A research firm with a reputation for bullish reports on the Spanish property market has gone decidedly bearish in its latest report. Having been optimistic about the market’s prospects in recent years, Asesores Financieros Internacionales (AFI), one of Spain’s best known financial research firms, now forecasts that property prices will fall 30% by 2011, and that the market will not recover until 2012.
“Demand for housing will remain subdued until financial and economic conditions improve,” goes the report, pointing to the labour and credit markets as the main causes for the dire state of the property market.
With demand weak, residential construction will continue to fall, which in turn will depress the economy and demand for housing. Housing starts in the first quarter of the year fell to 30,000, compared to 200,000 in 2007. Expect a total of just 150,000 housing starts this year, a record low, and much of that social housing, say AFI.
Unfortunately, thanks to long lead times in the construction industry, the number of new homes completed this year will still be high, reflecting housing starts during the boom. 450,000 new homes will be finished this year, many of them to remain unsold and inflating Spain’s excess inventory of new homes, which AFI estimates at 830,000 by year end (on the low side compared to other estimates of 1 million plus). It will take 3 years to clear this glut, and prices will have to fall by 30%, argue AFI.
“We will have to wait until 2012 to witness a sustained recovery in residential activity,” says the report, forecasting just 300,000 housing starts that year, a long way short of the 900,000 started at the height of the boom. As a result, residential construction’s contribution to Spanish GDP will fall 28% in 2009, and 16% in 2010, reducing it to 5% of GDP, from 9% in 2007.
The recovery, when it comes, will be limited to the primary home market, driven by demographic demand for housing, say AFI. The holiday home market, concentrated mainly on the coast, will take longer to recover, and will play a much smaller role in future, say AFI.

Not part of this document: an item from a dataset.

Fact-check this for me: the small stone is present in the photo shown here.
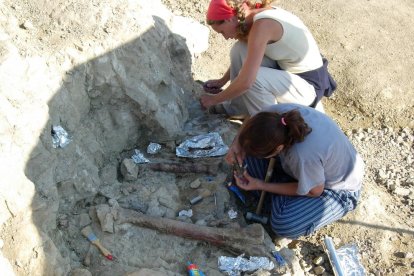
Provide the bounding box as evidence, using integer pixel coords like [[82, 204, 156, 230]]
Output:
[[190, 178, 201, 189], [14, 260, 23, 267], [299, 260, 312, 272], [20, 20, 34, 30], [312, 256, 324, 265], [79, 213, 91, 228], [121, 158, 139, 181], [313, 266, 325, 275]]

S&P also gloomy on the Spanish property market
A recent report on European housing markets from the credit ratings agency Standard & Poor’s (S&P) also predicts Spain’s property market will remain in the doldrums until 2012. “The Spanish housing market is poised for an extended period of adjustment, with prices declining until 2012,” it said. S&P point out that countries with high levels of household debt, like Spain and the UK, have the biggest hill to climb towards recovery.